2003 IFA Congress: Montreal, Canada

Two Very Different Cases of Adult Onset Stuttering

Jill Harrison
McGill University Health Centre, 1650 CedarAvenue, Montreal, Quebec H3G 1A4


Two cases of adult onset stuttering are_ presented, one of neurological origin, one functional. Neither had any history of stuttering behaviour nor any other speech or language abnormality prior to onset of dysfluency at ages 28 and 42 respectively. LF presented with an atypical pattern of multiple syllable and word repetitions following a stroke. TN presented with a severe stutter which had gradually developed over a period of weeks. Neurological findings, stuttering behaviours, and response to treatment will be compared and contrasted. Implications for" the nature and development of stuttering will be discussed.

  1. Introduction
Clinicians who specialize in the treatment of adult fluency disorders typically see people who have stuttered since childhood. Less often are they called upon to evaluate and treat adult onset stuttering. These two cases shed light on our understanding of different types of fluency disorders beginning in adulthood.

Those who present with a clear adult onset of stuttering do so most often from some discrete neurological event, such as cerebrovascular accident, head injury, degenerative neurological disease, or drug toxicity. Although relatively rare, neurogenic stuttering has been reported in the literature for many years. Two important studies, Canter (1971) and Helm—Estabrooks (1993), defined criteria for the differential diagnosis of neurogenic versus developmental stuttering. Ringo and Deitrich (1995), in a review of published studies on the disorder, determined the five most frequently reported characteristics for the diagnosis of neurogenic stuttering as follows:
  1. The tendency for stuttering to occur on grammatical as well as substantive words (90% of reported cases)
  2. A relative lack of anxiety about the stuttering (80% of reported cases).
  3. The tendency for dysfluencies not to be restricted to initial syllables (75% of reported cases)
  4. Absence of secondary symptomatology (approximately 70% of reported cases).
  5. Failure to exhibit an adaptation effect (60% of cases where this was studied)
Except for the occipital lobe, most other cortical and subcortical areas of the brain have been implicated in neurogenic stuttering (Rosenbek et al., 1978). Helm—Estabrooks (1993) reported that the disorder seldom persists longer than a few weeks unless bilateral lesions are present.

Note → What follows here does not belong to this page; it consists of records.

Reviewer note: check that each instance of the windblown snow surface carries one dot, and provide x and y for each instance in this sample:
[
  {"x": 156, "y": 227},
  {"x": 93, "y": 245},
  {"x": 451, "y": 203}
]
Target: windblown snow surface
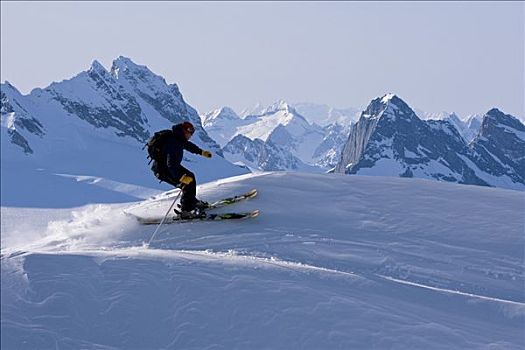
[{"x": 333, "y": 261}]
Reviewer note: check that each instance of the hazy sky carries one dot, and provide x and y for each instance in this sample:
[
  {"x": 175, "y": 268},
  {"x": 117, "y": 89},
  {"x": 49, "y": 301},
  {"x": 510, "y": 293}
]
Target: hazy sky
[{"x": 456, "y": 56}]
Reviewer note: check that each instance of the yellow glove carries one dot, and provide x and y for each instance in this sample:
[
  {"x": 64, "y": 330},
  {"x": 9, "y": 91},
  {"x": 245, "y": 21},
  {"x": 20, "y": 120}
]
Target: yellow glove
[{"x": 185, "y": 179}]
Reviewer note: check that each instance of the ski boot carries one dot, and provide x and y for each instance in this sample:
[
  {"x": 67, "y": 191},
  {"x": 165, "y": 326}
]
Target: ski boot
[{"x": 202, "y": 204}]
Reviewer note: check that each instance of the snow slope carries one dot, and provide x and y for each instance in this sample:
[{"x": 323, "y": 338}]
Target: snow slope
[{"x": 334, "y": 261}]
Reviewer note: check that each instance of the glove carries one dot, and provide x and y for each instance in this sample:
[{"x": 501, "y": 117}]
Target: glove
[{"x": 185, "y": 179}]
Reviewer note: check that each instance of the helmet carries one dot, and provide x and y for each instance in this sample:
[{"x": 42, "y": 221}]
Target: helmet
[{"x": 188, "y": 127}]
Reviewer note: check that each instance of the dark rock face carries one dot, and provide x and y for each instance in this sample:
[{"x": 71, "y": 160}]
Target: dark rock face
[
  {"x": 499, "y": 148},
  {"x": 389, "y": 139},
  {"x": 130, "y": 101},
  {"x": 21, "y": 120}
]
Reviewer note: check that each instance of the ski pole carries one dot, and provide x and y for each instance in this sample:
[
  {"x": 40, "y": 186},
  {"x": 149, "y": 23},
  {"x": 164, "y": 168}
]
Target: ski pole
[{"x": 165, "y": 216}]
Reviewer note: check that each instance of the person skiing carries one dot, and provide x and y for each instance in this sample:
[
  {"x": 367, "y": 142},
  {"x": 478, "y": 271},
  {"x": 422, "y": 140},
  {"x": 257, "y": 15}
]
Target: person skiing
[{"x": 171, "y": 171}]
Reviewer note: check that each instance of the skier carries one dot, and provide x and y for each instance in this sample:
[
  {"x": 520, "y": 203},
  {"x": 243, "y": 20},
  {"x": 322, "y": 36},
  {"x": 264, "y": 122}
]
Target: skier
[{"x": 172, "y": 172}]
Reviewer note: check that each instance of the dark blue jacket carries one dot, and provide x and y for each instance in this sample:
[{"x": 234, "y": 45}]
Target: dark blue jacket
[{"x": 174, "y": 150}]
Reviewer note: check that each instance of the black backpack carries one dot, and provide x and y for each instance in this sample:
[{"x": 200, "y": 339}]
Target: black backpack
[{"x": 155, "y": 145}]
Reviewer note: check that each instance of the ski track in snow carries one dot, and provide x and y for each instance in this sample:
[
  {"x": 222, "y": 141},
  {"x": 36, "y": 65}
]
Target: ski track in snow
[{"x": 232, "y": 257}]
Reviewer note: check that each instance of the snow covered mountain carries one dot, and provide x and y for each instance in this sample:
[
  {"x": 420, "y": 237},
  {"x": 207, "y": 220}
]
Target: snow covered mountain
[
  {"x": 222, "y": 124},
  {"x": 95, "y": 125},
  {"x": 389, "y": 139},
  {"x": 467, "y": 127},
  {"x": 332, "y": 262},
  {"x": 326, "y": 115},
  {"x": 293, "y": 142},
  {"x": 257, "y": 155}
]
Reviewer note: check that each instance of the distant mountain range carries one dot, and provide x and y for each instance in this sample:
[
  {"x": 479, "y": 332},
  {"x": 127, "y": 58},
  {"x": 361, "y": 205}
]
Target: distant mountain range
[
  {"x": 94, "y": 125},
  {"x": 388, "y": 138}
]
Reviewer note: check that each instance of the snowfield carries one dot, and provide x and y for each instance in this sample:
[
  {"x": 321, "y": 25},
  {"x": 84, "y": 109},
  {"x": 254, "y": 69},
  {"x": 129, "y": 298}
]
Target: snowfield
[{"x": 332, "y": 262}]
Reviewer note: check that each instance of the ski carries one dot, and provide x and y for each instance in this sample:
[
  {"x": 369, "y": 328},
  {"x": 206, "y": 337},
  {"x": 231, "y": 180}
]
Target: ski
[{"x": 207, "y": 217}]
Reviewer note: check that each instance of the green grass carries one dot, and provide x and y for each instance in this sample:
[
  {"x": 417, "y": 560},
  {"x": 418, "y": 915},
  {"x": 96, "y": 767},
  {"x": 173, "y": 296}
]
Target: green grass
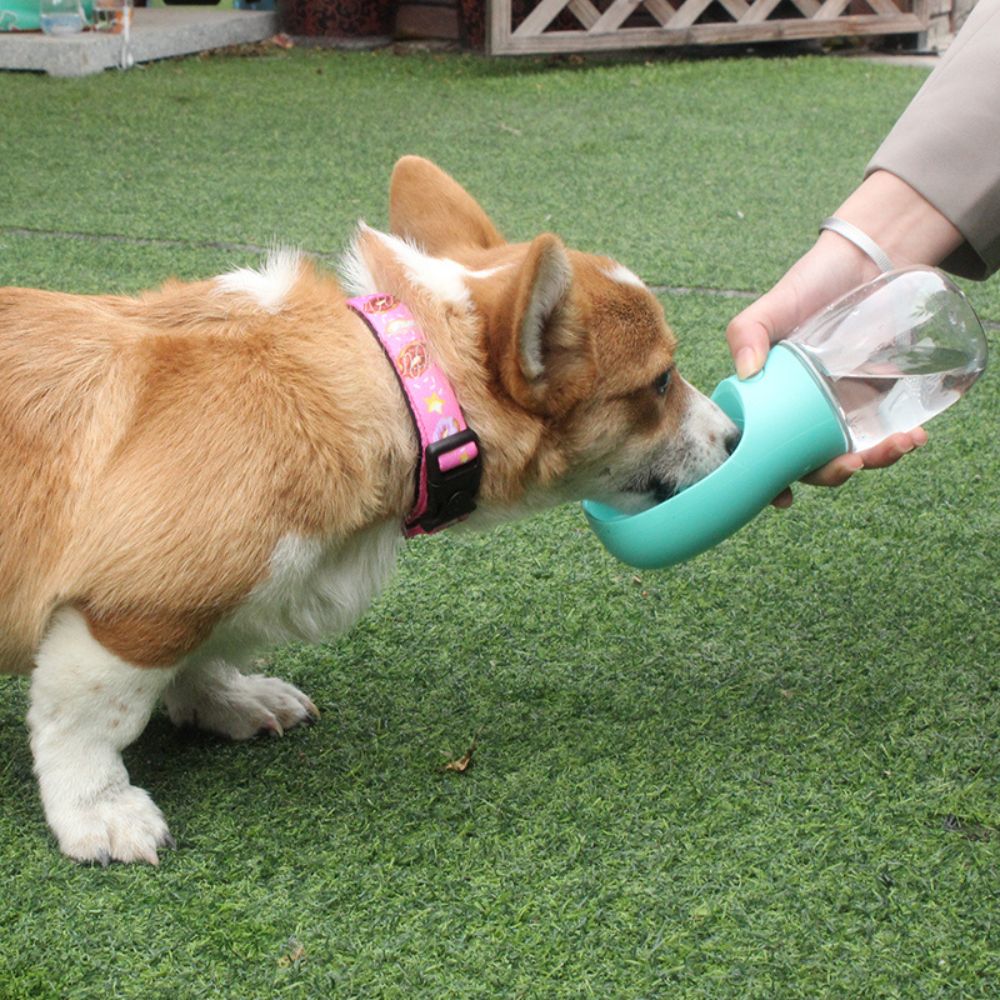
[{"x": 770, "y": 772}]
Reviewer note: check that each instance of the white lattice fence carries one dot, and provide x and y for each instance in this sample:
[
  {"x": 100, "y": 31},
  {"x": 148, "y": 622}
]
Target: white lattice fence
[{"x": 583, "y": 25}]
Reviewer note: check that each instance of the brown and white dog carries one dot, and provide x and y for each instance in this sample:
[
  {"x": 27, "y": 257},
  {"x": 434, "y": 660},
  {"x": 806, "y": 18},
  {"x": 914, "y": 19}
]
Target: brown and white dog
[{"x": 197, "y": 474}]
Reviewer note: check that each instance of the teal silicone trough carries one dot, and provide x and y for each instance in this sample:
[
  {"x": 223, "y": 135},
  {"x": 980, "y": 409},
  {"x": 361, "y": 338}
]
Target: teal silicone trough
[{"x": 789, "y": 426}]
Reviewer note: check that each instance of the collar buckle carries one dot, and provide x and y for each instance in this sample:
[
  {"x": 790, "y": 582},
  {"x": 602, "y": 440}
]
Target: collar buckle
[{"x": 451, "y": 485}]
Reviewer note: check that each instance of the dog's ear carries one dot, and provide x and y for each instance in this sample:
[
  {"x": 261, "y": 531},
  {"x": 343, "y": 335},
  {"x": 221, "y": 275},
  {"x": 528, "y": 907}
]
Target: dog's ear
[
  {"x": 539, "y": 342},
  {"x": 436, "y": 213}
]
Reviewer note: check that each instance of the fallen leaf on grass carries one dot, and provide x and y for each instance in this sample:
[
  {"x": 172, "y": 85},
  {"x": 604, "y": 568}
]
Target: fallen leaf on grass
[
  {"x": 463, "y": 763},
  {"x": 296, "y": 954}
]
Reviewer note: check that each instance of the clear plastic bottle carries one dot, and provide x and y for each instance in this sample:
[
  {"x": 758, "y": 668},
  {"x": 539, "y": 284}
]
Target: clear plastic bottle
[
  {"x": 894, "y": 352},
  {"x": 61, "y": 17}
]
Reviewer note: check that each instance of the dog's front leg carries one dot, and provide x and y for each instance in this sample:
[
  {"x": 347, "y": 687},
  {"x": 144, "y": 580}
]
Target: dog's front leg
[{"x": 87, "y": 705}]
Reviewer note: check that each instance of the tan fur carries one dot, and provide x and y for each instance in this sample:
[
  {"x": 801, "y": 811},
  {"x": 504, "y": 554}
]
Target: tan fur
[{"x": 154, "y": 450}]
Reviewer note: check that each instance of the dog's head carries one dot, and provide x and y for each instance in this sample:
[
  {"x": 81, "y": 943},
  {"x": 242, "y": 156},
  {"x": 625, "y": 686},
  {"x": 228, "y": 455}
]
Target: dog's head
[{"x": 562, "y": 361}]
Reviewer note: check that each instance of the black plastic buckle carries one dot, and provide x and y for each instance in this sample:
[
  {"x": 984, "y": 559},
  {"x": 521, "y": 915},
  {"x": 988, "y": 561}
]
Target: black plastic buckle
[{"x": 451, "y": 495}]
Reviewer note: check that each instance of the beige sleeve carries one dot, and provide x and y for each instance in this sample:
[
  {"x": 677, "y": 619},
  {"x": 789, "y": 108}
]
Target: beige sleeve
[{"x": 946, "y": 144}]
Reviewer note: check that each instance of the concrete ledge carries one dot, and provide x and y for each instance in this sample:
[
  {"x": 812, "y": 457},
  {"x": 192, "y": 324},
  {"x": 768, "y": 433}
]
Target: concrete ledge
[{"x": 157, "y": 33}]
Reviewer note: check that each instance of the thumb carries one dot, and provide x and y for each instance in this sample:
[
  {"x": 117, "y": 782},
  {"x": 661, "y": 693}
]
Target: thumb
[{"x": 749, "y": 340}]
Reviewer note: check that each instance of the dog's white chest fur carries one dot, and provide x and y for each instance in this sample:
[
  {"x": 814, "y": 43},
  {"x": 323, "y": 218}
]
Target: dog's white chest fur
[{"x": 313, "y": 591}]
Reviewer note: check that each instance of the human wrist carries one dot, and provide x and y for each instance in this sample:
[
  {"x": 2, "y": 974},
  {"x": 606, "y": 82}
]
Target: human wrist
[{"x": 900, "y": 220}]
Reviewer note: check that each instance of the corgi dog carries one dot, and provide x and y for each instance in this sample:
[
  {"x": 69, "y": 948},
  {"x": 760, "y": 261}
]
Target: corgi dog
[{"x": 198, "y": 473}]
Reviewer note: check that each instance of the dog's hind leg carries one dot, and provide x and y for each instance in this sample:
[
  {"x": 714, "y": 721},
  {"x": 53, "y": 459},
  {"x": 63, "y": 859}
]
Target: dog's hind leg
[
  {"x": 216, "y": 696},
  {"x": 87, "y": 705}
]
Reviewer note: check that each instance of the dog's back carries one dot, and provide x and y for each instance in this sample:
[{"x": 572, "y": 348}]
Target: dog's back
[{"x": 61, "y": 399}]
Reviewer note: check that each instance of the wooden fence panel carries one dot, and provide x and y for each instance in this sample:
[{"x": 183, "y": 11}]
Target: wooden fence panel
[{"x": 604, "y": 25}]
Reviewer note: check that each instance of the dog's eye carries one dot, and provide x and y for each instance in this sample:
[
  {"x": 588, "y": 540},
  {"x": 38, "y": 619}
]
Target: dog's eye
[{"x": 662, "y": 383}]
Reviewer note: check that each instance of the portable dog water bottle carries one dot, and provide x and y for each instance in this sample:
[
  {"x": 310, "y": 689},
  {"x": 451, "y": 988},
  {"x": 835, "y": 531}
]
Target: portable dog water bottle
[{"x": 886, "y": 357}]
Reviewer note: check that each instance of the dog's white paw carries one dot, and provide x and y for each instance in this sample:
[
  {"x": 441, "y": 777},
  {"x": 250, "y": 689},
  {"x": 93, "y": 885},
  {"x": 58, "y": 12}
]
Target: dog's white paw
[
  {"x": 232, "y": 704},
  {"x": 122, "y": 824}
]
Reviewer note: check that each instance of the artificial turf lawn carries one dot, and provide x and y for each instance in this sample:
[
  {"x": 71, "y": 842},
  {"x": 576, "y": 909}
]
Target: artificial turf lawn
[{"x": 769, "y": 772}]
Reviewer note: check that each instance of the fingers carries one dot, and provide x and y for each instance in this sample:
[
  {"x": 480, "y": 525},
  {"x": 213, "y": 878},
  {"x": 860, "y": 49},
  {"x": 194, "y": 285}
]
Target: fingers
[
  {"x": 884, "y": 454},
  {"x": 749, "y": 341},
  {"x": 839, "y": 470}
]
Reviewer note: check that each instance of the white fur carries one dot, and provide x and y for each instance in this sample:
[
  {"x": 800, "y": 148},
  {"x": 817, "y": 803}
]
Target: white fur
[
  {"x": 444, "y": 278},
  {"x": 269, "y": 286},
  {"x": 621, "y": 274},
  {"x": 703, "y": 432},
  {"x": 311, "y": 593},
  {"x": 217, "y": 697},
  {"x": 552, "y": 282},
  {"x": 354, "y": 271},
  {"x": 87, "y": 705}
]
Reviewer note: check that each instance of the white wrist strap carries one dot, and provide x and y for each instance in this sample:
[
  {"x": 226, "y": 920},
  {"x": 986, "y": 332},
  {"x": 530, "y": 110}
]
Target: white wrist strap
[{"x": 861, "y": 240}]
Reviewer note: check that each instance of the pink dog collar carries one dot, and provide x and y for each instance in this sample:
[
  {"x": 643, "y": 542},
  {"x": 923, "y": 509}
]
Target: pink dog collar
[{"x": 449, "y": 469}]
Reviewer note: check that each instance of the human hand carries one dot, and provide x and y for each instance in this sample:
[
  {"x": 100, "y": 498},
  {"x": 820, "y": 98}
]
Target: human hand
[{"x": 830, "y": 269}]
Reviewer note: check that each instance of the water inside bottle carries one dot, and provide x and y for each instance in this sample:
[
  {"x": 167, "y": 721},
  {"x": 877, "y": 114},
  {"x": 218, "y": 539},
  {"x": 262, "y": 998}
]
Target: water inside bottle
[
  {"x": 894, "y": 353},
  {"x": 900, "y": 391}
]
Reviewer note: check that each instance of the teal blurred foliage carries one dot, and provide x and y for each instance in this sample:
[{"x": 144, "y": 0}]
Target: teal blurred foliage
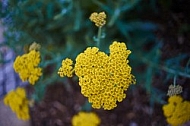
[{"x": 63, "y": 29}]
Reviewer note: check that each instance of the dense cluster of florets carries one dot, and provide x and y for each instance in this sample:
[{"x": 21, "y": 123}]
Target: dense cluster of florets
[
  {"x": 27, "y": 66},
  {"x": 18, "y": 103},
  {"x": 104, "y": 78},
  {"x": 98, "y": 19},
  {"x": 85, "y": 119},
  {"x": 66, "y": 69},
  {"x": 177, "y": 111}
]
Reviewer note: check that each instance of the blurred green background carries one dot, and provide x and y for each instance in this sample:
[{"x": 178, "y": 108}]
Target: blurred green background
[{"x": 156, "y": 31}]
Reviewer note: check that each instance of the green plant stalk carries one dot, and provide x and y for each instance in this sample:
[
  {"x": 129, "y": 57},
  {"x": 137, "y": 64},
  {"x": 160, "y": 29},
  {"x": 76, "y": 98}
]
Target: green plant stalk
[{"x": 99, "y": 36}]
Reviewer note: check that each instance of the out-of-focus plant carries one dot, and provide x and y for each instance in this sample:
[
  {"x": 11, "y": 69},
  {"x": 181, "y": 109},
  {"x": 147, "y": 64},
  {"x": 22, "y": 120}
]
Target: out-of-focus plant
[
  {"x": 62, "y": 29},
  {"x": 177, "y": 110},
  {"x": 86, "y": 119},
  {"x": 18, "y": 102}
]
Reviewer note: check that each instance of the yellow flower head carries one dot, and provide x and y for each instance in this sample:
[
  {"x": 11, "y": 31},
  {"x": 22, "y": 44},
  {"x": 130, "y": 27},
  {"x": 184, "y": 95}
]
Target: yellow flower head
[
  {"x": 18, "y": 103},
  {"x": 34, "y": 46},
  {"x": 104, "y": 79},
  {"x": 66, "y": 69},
  {"x": 98, "y": 19},
  {"x": 27, "y": 66},
  {"x": 85, "y": 119},
  {"x": 177, "y": 111}
]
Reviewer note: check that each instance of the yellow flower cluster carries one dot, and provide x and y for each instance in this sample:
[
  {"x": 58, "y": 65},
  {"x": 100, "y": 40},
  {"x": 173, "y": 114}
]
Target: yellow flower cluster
[
  {"x": 18, "y": 103},
  {"x": 34, "y": 46},
  {"x": 27, "y": 66},
  {"x": 177, "y": 111},
  {"x": 104, "y": 79},
  {"x": 85, "y": 119},
  {"x": 98, "y": 19},
  {"x": 66, "y": 69}
]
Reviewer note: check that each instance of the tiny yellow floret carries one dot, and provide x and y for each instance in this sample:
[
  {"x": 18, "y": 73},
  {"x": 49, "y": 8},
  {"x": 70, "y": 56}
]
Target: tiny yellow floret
[
  {"x": 104, "y": 79},
  {"x": 27, "y": 66},
  {"x": 18, "y": 103},
  {"x": 85, "y": 119},
  {"x": 98, "y": 19},
  {"x": 34, "y": 46},
  {"x": 177, "y": 111},
  {"x": 66, "y": 69}
]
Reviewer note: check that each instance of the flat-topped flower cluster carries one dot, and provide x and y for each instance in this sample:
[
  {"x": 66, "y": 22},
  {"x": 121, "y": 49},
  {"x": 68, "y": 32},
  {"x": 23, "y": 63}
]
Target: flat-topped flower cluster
[{"x": 103, "y": 78}]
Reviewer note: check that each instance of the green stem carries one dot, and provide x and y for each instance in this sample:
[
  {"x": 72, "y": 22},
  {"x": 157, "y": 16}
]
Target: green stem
[
  {"x": 99, "y": 36},
  {"x": 175, "y": 80}
]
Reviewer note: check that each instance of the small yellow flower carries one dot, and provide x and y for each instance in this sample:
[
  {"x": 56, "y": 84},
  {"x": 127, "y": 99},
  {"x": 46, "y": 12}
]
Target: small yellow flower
[
  {"x": 98, "y": 19},
  {"x": 66, "y": 69},
  {"x": 18, "y": 103},
  {"x": 27, "y": 66},
  {"x": 177, "y": 111},
  {"x": 34, "y": 46},
  {"x": 85, "y": 119}
]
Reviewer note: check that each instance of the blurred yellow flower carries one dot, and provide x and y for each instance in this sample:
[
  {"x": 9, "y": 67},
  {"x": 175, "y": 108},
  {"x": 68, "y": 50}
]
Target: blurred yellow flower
[
  {"x": 18, "y": 103},
  {"x": 85, "y": 119},
  {"x": 98, "y": 19},
  {"x": 103, "y": 79},
  {"x": 66, "y": 69},
  {"x": 177, "y": 111},
  {"x": 27, "y": 66}
]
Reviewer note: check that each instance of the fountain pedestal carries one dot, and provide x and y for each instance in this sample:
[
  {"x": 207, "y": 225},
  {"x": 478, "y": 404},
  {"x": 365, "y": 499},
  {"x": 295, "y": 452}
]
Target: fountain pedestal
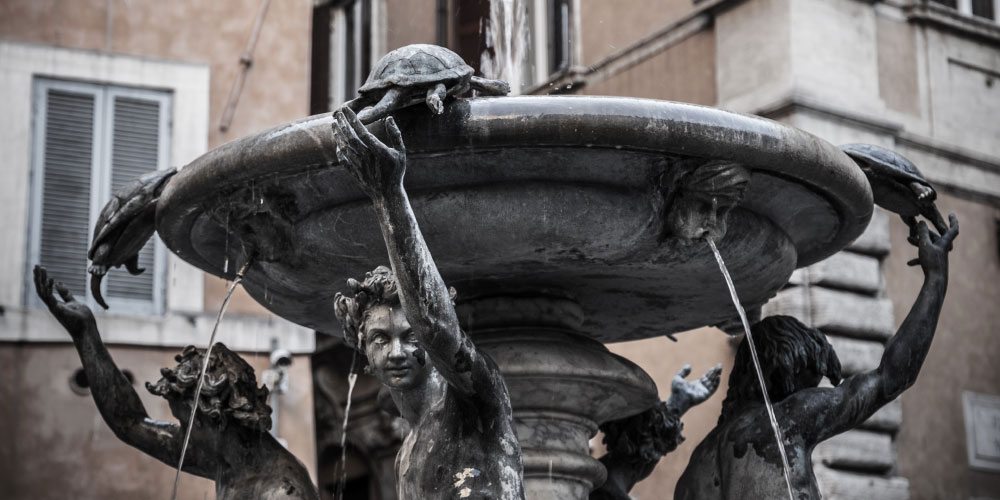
[{"x": 562, "y": 385}]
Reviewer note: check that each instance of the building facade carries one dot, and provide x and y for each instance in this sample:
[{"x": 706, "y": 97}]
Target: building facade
[
  {"x": 94, "y": 93},
  {"x": 917, "y": 76}
]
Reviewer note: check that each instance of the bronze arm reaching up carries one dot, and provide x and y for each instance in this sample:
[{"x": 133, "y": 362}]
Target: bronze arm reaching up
[{"x": 462, "y": 442}]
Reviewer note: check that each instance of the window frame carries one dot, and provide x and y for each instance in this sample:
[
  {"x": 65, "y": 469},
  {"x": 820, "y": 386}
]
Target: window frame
[{"x": 100, "y": 179}]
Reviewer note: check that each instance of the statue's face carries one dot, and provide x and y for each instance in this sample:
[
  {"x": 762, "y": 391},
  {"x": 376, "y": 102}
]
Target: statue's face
[
  {"x": 696, "y": 216},
  {"x": 398, "y": 360}
]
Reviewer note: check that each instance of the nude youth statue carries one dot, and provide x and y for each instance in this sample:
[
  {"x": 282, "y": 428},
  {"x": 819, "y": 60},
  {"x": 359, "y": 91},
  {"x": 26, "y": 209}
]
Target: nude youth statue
[
  {"x": 461, "y": 442},
  {"x": 230, "y": 443},
  {"x": 739, "y": 458}
]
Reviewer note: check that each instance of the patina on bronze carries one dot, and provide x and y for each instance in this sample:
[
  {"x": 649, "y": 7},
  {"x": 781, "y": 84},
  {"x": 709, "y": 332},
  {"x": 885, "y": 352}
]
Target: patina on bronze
[
  {"x": 230, "y": 443},
  {"x": 461, "y": 442},
  {"x": 739, "y": 458}
]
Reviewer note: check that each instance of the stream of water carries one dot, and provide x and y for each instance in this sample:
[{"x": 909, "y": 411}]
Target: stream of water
[
  {"x": 352, "y": 378},
  {"x": 756, "y": 364},
  {"x": 204, "y": 368}
]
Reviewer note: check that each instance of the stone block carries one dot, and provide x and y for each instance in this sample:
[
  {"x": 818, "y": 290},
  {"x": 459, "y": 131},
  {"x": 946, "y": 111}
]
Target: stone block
[
  {"x": 886, "y": 419},
  {"x": 857, "y": 450},
  {"x": 850, "y": 313},
  {"x": 839, "y": 485},
  {"x": 848, "y": 271},
  {"x": 856, "y": 355}
]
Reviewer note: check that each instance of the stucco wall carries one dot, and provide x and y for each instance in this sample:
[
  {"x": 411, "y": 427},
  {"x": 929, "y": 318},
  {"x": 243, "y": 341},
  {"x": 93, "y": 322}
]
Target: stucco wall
[
  {"x": 684, "y": 72},
  {"x": 608, "y": 27},
  {"x": 212, "y": 33},
  {"x": 963, "y": 357},
  {"x": 55, "y": 444}
]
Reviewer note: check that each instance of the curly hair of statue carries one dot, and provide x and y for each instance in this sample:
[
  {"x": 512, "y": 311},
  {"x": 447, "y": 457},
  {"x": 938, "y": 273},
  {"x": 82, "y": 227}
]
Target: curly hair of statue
[
  {"x": 378, "y": 288},
  {"x": 646, "y": 436},
  {"x": 789, "y": 351},
  {"x": 230, "y": 391}
]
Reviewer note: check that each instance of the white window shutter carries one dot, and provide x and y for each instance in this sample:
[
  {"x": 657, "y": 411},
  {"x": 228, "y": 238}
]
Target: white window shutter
[
  {"x": 135, "y": 143},
  {"x": 67, "y": 159}
]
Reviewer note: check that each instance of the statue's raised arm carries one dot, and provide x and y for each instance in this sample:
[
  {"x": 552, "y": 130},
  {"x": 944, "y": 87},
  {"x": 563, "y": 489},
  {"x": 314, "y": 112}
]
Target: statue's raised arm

According to Helm—Estabrooks (1995) it might be argued that the dysfluency arising from a neurological event in adulthood is not “stuttering” at all, but a side effect of aphasia, dysarthria, or apraxia of speech. She concludes, however, that neurogenic stuttering is a distinct speech manifestation which may not necessarily be correlated with or accompanied by other more typical speech and language disorders. This view is also held by Curlee (1995). He argued that until the similarities between neurogenic and developmental stuttering are shown to have etiologic, diagnostic, and treatment significance, the terms stuttering associated with acquired neurological damage (SAAND) and stutter-like dysfluencies (SLD) should be used to describe this disorder and its speech disruptions.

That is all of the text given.